Zhan also seems to have literally sealed the deal: another statement published on multinational technology company Baidu’s website by blockchain news source Mars Finance claims that the previous Bitmain company official seal was invalidated on May 8th, and that a new official Bitmain seal was instituted on June 1st.

Zhan’s June 4th open letter to employees bears the new official seal for Beijing Bitmain (serial number 1101081651178.) Zhan also posted a statement on June 3rd saying the previous seal, which ended in the numbers 6574, was void.

If Zhan was indeed reinstated as the company’s legal representative–and it seems that he was–he is reportedly entitled to receive a new business license for the company issued by a Beijing government agency that oversees corporate registrations; therefore, the new seal should be legitimate.

Jihan Wu condemns Micree’s takeover

However, Jihan Wu has presented a different version of the story: according to Mars Finance (which also happens to be Bitmains’ other major shareholder), Jihan Wu issued a statement from Bitmain’s Hong Kong-based holding entity claiming that Zhan forged the new seal.

CoinDesk called the new seal a “hard fork” from the original, adding that if the new seal is indeed forged, Zahn has committed an offense under China’s criminal laws.

Jihan Wu also condemned the takeover as a whole, stating that Bitmain’s Hong Kong entity remains as the sole shareholder of Bitmain’s operations in mainland China.
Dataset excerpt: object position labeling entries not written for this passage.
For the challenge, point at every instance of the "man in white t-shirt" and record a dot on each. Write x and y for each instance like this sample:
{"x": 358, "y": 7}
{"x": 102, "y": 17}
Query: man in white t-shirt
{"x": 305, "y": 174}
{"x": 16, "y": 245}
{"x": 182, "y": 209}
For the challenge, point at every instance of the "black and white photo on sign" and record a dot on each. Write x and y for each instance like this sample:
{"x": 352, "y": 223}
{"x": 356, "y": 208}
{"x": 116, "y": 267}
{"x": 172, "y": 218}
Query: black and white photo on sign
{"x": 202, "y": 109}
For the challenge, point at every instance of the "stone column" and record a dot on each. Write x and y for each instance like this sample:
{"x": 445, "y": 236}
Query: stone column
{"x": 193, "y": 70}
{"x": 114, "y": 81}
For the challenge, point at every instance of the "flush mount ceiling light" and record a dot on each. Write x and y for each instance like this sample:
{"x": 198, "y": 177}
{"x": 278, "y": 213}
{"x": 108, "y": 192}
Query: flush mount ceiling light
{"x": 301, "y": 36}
While there’s still a lack of information regarding who has the upper hand, CoinTelegraph reported that rumors on Chinese social media seem to suggest that Wu’s bark is rougher than his bite: that his legal position may not be as strong as he implied.

Specifically, it seems that Zhan was successful in taking over Bitmain’s legal representative position; this reportedly led Wu to begin discussing with staff the possibility of transferring employees contracts to a newly formed legal entity. CoinTelegraph says that this account is partially confirmed by public records, which show the establishment of a new Bitmain subsidiary represented by Ge Yueshang.

A Bitmain employee who spoke to CoinDesk under the condition of anonymity said that Zhan was attempting to thwart these efforts, offering cash bonuses worth 10,000 yuan ($1,500) to those returning to the office on the 3rd and 5,000 yuan ($700) for those that turned up on the 4th.

Finance Magnates reached out to Bitmain to confirm the details of this story, but did not receive a response before press time. This article will be updated as reponses are received.